Dogs caught killing penguins in national park
Dogs caught killing penguins in national park

Two people have been fined after their dogs were caught killing little penguins, or kororā in Tasman.

A family who took their dog to the Abel Tasman National Park, where dogs are banned, were fined $1,200 by the Department of Conservation (DOC) after killing a little penguin in Observation Bay.

They had taken their dog to the beach, he had gone into the wilderness and came back with a penguin in his mouth.

Another person was fined $200 by the Tasman District Council for failing to control his dog after it pulled a penguin from its den in Tapu Bay, near Kaiteriteri. The owner sought a vet, but the penguin died twelve hours later.

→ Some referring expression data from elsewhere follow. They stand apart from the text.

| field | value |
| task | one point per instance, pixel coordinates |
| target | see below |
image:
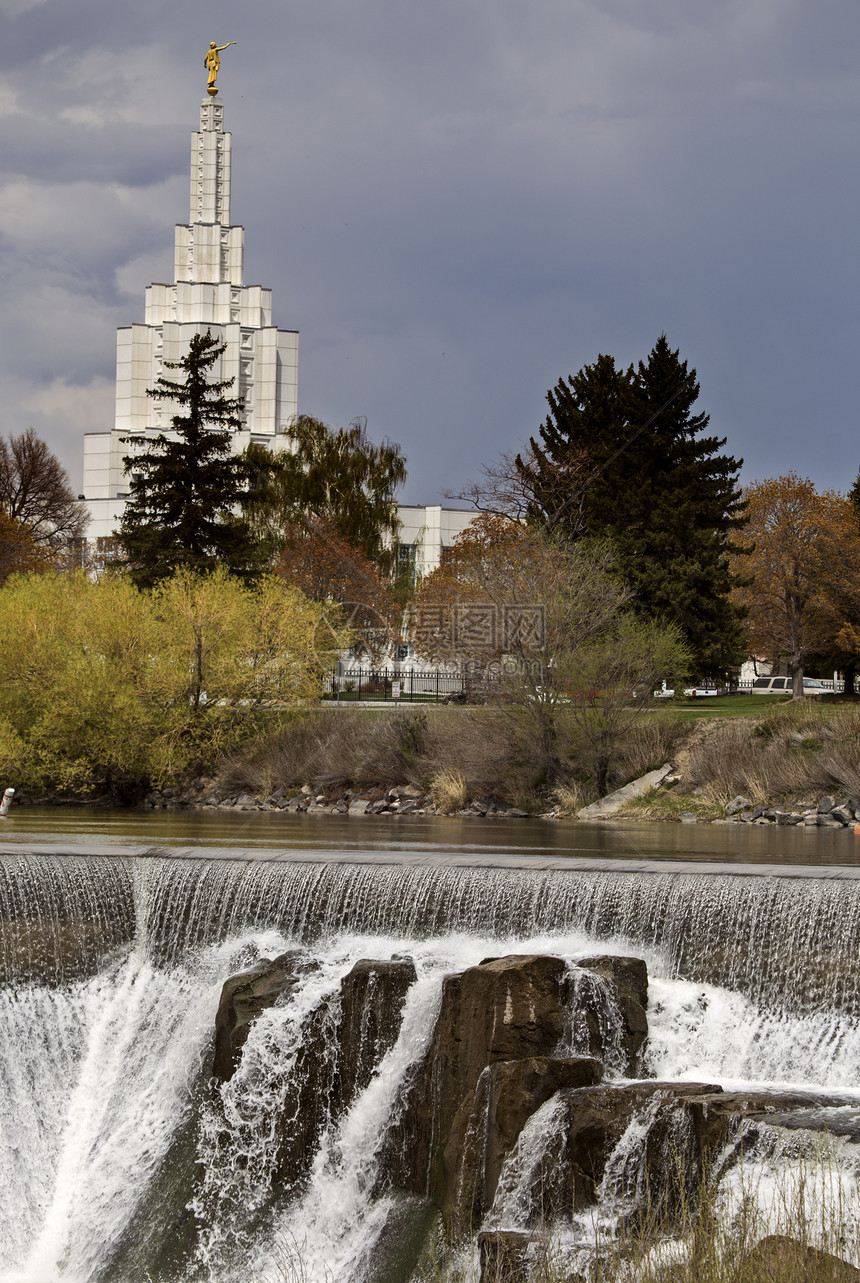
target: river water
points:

DOC Motueka biodiversity ranger Leon Everett said owners were responsible for knowing where to take their dogs and keeping them under control.

“It is a legal obligation for dog owners to wear a leash in public, even in an off-leash area. Dog owners should also be able to recall their dog immediately, not only to protect wildlife, but also to keep their dog safe. “

Everett said dogs should be walked on the wet sand at the beach to avoid the burrows of little blue penguins in bluffs and rocky banks and to avoid disturbing shorebird nesting areas in sand dunes or around driftwood.

People should stay away from flocks of resting shorebirds to avoid stressing them out.

“Little blue penguins are vulnerable not only when they move between the sea and their nests at dawn and dusk, but also when they are in their burrows.

“Penguins and other native birds that live on the ground cannot easily escape from dogs. It only takes a second for a dog to fatally injure a penguin, so owners must be alert to their dog’s behavior and be able to immediately remind them if they ‘showing an interest in wildlife.’